Llegaron al bosque. Caminaron y caminaron. Cuando la madre ya pensaba que se trataba de una broma, justo en el momento en que los árboles desaparecían, llegaron a un claro y, allí… ¡Cielo Santo! Se erguía un hermoso e imponente palacio de cristal en cuya fachada danzaban bellos y luminosos colores pincelados por los rayos del sol. Silvia se quedó sin habla. Sus ojos recuperaron su espléndido brillo y hasta las arruguitas no se le notaban.

-Madre- dijo Carlota. Hemos construido este palacio de cristal para ti. Mario ha tallado su estructura, sus paredes, sus ventanas, sus muebles. Yo he diseñado el armazón, la fachada, las habitaciones, los muebles. Nos ha costado años construirlo. Es para ti, madre.

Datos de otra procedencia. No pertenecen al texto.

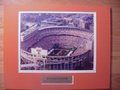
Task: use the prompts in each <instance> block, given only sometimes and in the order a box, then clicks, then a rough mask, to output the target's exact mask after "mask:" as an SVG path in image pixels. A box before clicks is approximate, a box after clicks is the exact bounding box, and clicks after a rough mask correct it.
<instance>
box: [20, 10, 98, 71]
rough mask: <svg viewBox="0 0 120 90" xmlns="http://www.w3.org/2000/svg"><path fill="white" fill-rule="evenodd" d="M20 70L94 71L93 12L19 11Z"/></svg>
mask: <svg viewBox="0 0 120 90" xmlns="http://www.w3.org/2000/svg"><path fill="white" fill-rule="evenodd" d="M18 30H19V31H18V32H19V34H18V36H19V38H18V39H19V40H18V41H19V46H18V47H19V50H18V51H19V52H18V54H19V55H18V56H19V72H24V73H27V72H31V73H34V72H35V73H39V72H40V73H42V72H43V73H44V72H45V73H46V72H47V73H52V72H53V73H54V72H57V73H89V72H90V73H95V72H96V13H95V12H67V11H64V12H61V11H58V12H57V11H20V12H19V29H18Z"/></svg>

Silvia, con los ojos llenos de lágrimas, los abrazó y los besó montones de veces. “Entremos madre”-le dijeron. Y así lo hicieron. Describir aquel palacio es verdaderamente muy difícil. Sobre todo porque para eso hay que tener ojos de madre. De madre que lo da todo, de madre que ama sin límite, de madre que solo siente el dolor de sus hijos (jamás el propio), de madre que siempre se encuentra sola. Y yo… yo no tengo esos ojos. Sé que se instalaron en un fantástico salón en el que predominaba una mesa larguísima de fino cristal. Y que se sentaron en unas sillas de cristal en las que parecía que el leve peso de una pluma las haría añicos. Pero aguantaron su peso. Llevaban allí casi una hora charlando y riendo, cuando oyeron unos pasos y apareció el marido.

- Vi la nota que me dejasteis en la cocina diciendo que os ibais al bosque- dijo-. ¡Pero bueno! ¿Y este palacio? Es… es gracioso.

Y entonces, se sentó en una de sus sillas y… en menos de un segundo, se encontró tirado en el suelo con la cara roja de vergüenza y rodeado de trocitos de cristal, mientras Silvia y sus dos hijos se morían de risa.